The letter also formally announces the Primary Member Leadership Council (PMLC), comprised of the form manufacturers in the association, who are working to develop a mission statement for the association and develop ways to serve the different levels of membership.
If additional information becomes available after this issue goes to press, it will be posted on the magazine website,
The economic depression that has crippled the construction industry appears to be easing but likely has not yet begun to turn around.
The report from the National Association for Business Economics (NABE) “provides new evidence that the U.S. recession is abating, but provides few signs of an immediate recovery,” said Sara Johnson, who helped compile the report.
More than half (55%) of respondents indicated the economy still hasn’t bottomed out, with 14% projecting their companies will see their lowest sales in 2010 or beyond.
The current slowdown, which dates to December 2007, is the longest since the Great Depression and the deepest in decades. Most economists look for growth to return in the second half of the year, but they caution that the recovery is likely to be sluggish.
The updated LEED rating system has now completely replaced the previous system.
Leadership in Energy and Environmental Design Version 3 (LEEDv3) was finalized in April; the previous system (Version 2.2) was phased out completely by June. The new LEEDv3 places even more emphasis on energy efficiency and CO2 emissions than the previous system. It also marks the launch of a more reliable and faster LEED Online.
The new LEED Accredited Professional (LEED-AP) materials provide specialized training for specific market segments. Training for LEED AP Homes and LEED AP O & M (Operations and Maintenance) credentialing has also begun.
The U.S. Green Building Council (USGBC) new Washington, D.C. headquarters has been certified LEED Platinum. It is the first building to be certified under the new LEEDv3 guidelines.
The USGBC moved into its new office in March 2009, which is triple the size of its previous space, reflective of the green building industry itself, which is projected to soar to $60 billion by 2010.
“The vision of the space was to exemplify everything a LEED building is: high-performing, resource-efficient, healthy and productive,” said Rick Fedrizzi, President, CEO & Founding Chair, USGBC.
Hobbs Building System has renamed their product line as part of a comprehensive new marketing strategy.
“We’ve rebranded our entire company and launched a new marketing campaign to better promote the benefits of our system,” explains company president Andrew Hobbs.
The insulating forming system, previously named E-Rated Walls, is now called the Hobbs Vertical ICF to differentiate it from the more common stacking block ICFs.
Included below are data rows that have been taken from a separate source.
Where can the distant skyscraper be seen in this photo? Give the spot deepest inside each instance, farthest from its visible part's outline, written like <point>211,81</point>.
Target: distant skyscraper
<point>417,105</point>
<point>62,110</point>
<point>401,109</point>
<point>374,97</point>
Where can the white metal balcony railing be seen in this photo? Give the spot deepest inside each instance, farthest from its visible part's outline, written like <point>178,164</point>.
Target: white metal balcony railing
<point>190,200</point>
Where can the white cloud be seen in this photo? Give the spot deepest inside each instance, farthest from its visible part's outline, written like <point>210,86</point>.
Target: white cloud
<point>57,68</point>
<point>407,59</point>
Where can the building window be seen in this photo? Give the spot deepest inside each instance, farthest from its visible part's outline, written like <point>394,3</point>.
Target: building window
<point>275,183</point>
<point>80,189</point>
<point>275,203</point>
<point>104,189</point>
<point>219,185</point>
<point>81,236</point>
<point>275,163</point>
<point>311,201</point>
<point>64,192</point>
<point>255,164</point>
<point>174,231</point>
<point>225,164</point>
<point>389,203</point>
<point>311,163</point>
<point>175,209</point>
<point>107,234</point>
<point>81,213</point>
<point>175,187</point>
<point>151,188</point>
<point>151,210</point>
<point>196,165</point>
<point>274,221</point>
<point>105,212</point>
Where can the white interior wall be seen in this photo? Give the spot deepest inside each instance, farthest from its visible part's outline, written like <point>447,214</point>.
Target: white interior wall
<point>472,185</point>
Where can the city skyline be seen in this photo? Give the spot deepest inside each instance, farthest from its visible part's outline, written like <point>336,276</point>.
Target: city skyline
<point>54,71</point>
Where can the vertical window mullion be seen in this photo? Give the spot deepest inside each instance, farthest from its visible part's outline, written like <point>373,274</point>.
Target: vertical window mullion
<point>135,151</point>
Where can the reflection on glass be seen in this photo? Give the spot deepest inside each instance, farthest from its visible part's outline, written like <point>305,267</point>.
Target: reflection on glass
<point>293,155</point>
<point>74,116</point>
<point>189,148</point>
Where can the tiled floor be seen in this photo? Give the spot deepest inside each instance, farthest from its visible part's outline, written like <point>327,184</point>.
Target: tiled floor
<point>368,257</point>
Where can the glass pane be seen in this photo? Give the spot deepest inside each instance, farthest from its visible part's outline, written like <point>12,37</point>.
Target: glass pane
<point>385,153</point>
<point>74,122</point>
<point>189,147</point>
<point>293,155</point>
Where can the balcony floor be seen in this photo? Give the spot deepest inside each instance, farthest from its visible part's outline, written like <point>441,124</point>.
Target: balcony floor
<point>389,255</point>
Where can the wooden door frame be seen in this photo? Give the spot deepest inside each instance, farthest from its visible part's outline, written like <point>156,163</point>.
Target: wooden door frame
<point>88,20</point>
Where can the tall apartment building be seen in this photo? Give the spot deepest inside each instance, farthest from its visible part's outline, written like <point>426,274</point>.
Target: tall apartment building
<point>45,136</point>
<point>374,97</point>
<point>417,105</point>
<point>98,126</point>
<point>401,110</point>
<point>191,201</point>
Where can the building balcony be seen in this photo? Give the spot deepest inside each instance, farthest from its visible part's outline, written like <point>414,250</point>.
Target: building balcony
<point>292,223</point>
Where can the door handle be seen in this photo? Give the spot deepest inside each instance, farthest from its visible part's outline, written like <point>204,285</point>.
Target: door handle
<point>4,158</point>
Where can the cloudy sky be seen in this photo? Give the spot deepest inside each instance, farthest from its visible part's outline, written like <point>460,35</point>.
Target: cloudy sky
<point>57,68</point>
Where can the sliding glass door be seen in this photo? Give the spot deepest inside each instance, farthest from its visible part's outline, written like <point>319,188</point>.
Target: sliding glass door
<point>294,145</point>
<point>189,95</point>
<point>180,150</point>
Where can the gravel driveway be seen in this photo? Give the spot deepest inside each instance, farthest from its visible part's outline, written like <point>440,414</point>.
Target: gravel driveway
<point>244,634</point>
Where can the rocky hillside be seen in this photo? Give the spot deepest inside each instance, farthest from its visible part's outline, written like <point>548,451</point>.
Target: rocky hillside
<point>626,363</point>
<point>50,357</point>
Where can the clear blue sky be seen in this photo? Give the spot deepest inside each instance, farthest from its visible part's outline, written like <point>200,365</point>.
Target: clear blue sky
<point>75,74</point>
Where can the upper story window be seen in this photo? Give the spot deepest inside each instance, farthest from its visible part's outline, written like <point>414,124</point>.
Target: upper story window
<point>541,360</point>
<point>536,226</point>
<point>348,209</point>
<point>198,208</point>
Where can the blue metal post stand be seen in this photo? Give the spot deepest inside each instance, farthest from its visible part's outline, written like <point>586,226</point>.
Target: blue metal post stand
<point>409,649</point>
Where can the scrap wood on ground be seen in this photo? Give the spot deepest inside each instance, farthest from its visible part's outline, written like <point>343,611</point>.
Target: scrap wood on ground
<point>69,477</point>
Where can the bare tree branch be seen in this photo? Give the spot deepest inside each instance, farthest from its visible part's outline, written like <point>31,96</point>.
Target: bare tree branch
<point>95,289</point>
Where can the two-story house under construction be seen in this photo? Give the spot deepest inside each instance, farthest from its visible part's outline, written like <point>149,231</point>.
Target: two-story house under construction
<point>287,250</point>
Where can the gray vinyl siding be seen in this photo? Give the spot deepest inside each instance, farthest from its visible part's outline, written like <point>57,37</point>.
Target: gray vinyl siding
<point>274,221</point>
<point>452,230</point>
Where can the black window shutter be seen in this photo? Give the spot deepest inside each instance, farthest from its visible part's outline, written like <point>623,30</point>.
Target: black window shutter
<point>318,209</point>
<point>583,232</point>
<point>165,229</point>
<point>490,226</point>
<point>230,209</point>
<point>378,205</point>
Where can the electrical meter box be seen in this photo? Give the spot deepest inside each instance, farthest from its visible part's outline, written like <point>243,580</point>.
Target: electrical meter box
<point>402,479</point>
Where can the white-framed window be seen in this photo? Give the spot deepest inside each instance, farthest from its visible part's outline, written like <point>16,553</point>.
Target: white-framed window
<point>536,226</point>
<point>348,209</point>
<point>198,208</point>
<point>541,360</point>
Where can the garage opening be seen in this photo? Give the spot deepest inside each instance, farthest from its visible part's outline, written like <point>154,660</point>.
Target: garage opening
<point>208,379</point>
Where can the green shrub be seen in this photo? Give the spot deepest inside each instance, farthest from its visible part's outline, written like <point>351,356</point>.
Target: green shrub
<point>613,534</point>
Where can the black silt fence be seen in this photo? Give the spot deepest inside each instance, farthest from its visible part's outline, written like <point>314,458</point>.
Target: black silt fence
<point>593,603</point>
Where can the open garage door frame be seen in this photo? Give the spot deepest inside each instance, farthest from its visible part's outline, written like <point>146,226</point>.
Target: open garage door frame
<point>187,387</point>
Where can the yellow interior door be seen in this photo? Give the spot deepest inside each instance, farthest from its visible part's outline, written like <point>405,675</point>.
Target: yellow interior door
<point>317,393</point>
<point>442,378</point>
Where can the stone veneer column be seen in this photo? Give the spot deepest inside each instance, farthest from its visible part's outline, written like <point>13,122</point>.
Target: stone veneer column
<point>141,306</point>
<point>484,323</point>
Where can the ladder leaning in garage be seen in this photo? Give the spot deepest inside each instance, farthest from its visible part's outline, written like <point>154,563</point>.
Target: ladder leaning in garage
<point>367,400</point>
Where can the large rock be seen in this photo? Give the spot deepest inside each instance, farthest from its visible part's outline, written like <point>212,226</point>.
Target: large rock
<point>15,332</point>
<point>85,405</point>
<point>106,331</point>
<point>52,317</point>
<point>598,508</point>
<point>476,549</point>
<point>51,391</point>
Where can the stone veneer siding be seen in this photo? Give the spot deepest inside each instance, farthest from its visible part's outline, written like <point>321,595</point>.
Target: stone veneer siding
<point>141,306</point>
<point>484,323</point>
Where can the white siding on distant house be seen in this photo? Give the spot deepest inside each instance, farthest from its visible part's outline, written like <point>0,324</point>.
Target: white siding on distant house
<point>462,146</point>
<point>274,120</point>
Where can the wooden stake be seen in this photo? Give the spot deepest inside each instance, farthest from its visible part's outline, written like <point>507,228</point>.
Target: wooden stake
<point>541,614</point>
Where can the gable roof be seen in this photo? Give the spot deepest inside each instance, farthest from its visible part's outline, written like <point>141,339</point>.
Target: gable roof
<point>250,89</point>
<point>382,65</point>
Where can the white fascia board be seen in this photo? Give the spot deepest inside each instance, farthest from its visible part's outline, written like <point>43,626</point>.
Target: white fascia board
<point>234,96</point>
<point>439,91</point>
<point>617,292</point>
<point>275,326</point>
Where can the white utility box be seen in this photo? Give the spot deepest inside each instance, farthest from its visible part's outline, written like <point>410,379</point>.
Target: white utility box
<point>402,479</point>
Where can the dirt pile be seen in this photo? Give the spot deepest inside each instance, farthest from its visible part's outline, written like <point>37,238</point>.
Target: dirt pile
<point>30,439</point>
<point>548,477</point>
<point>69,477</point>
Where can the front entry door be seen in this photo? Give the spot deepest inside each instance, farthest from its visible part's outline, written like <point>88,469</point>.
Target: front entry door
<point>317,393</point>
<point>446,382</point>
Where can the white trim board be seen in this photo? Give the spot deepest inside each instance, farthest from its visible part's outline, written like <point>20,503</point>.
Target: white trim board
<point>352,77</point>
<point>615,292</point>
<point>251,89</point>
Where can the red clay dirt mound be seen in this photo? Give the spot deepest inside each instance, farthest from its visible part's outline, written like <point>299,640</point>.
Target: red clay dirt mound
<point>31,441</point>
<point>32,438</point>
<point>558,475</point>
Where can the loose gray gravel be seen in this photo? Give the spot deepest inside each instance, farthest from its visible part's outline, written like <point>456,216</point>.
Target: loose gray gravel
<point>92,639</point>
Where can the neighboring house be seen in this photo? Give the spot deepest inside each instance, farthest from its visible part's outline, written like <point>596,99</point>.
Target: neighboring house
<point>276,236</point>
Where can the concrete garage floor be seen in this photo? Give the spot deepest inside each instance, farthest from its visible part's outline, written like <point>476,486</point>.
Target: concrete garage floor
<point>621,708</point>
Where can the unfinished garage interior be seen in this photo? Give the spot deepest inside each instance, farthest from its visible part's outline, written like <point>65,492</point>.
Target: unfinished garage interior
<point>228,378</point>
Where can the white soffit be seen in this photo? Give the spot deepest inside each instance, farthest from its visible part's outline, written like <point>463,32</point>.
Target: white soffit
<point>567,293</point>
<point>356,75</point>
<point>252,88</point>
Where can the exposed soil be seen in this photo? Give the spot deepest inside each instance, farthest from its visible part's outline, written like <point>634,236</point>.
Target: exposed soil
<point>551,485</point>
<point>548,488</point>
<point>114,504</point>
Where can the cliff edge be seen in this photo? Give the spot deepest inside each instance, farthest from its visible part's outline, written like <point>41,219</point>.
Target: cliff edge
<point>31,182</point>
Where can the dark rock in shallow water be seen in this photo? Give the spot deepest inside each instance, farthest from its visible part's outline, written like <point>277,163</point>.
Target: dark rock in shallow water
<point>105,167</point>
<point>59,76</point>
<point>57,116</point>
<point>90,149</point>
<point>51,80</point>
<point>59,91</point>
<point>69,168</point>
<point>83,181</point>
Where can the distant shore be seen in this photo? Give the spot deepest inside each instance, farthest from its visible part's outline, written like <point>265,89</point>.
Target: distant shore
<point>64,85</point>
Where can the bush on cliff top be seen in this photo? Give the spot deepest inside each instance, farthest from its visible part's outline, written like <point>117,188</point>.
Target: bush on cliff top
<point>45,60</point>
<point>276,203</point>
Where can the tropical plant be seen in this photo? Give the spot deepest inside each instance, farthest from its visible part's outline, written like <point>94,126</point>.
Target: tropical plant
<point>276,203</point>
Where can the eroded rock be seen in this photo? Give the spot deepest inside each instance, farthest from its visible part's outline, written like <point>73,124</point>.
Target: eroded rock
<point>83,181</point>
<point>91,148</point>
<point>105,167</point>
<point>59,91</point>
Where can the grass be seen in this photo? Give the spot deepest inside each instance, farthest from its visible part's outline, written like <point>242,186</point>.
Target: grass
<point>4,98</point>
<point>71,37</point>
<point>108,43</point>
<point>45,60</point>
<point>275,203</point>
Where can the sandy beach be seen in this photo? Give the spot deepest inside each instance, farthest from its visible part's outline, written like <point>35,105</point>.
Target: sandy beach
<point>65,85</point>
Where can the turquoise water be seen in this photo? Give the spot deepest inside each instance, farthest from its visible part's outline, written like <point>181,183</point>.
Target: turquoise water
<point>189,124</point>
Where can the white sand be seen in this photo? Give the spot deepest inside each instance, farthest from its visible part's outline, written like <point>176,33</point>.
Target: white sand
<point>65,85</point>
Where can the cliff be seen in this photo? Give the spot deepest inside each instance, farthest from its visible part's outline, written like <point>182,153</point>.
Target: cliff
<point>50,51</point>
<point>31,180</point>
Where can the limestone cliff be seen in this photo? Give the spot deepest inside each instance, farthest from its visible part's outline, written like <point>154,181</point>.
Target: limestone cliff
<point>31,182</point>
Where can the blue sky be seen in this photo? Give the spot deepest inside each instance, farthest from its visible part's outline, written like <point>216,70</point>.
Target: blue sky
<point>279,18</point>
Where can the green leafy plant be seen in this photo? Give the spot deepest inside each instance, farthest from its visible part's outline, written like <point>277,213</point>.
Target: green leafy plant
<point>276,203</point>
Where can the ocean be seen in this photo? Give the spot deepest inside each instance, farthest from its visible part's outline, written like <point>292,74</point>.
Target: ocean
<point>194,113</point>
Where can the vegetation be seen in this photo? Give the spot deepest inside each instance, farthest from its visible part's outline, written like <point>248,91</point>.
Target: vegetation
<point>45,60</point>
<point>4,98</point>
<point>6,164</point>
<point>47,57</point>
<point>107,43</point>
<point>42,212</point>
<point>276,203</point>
“Our system is designed to make it easier for the removable forms contractor to transition to,” says Hobbs. “We’ve had quite a bit of success getting RCF guys to try our forming system.
In addition to renaming the forming system, the company has a new logo, new website, and new promotional materials. “This effort really helps focus what we’re about,” Hobbs states. “We’re a vertical ICF, with project-specific engineering. We use 40% less concrete, provide more insulation, and install faster. Our new website emphasizes these advantages.”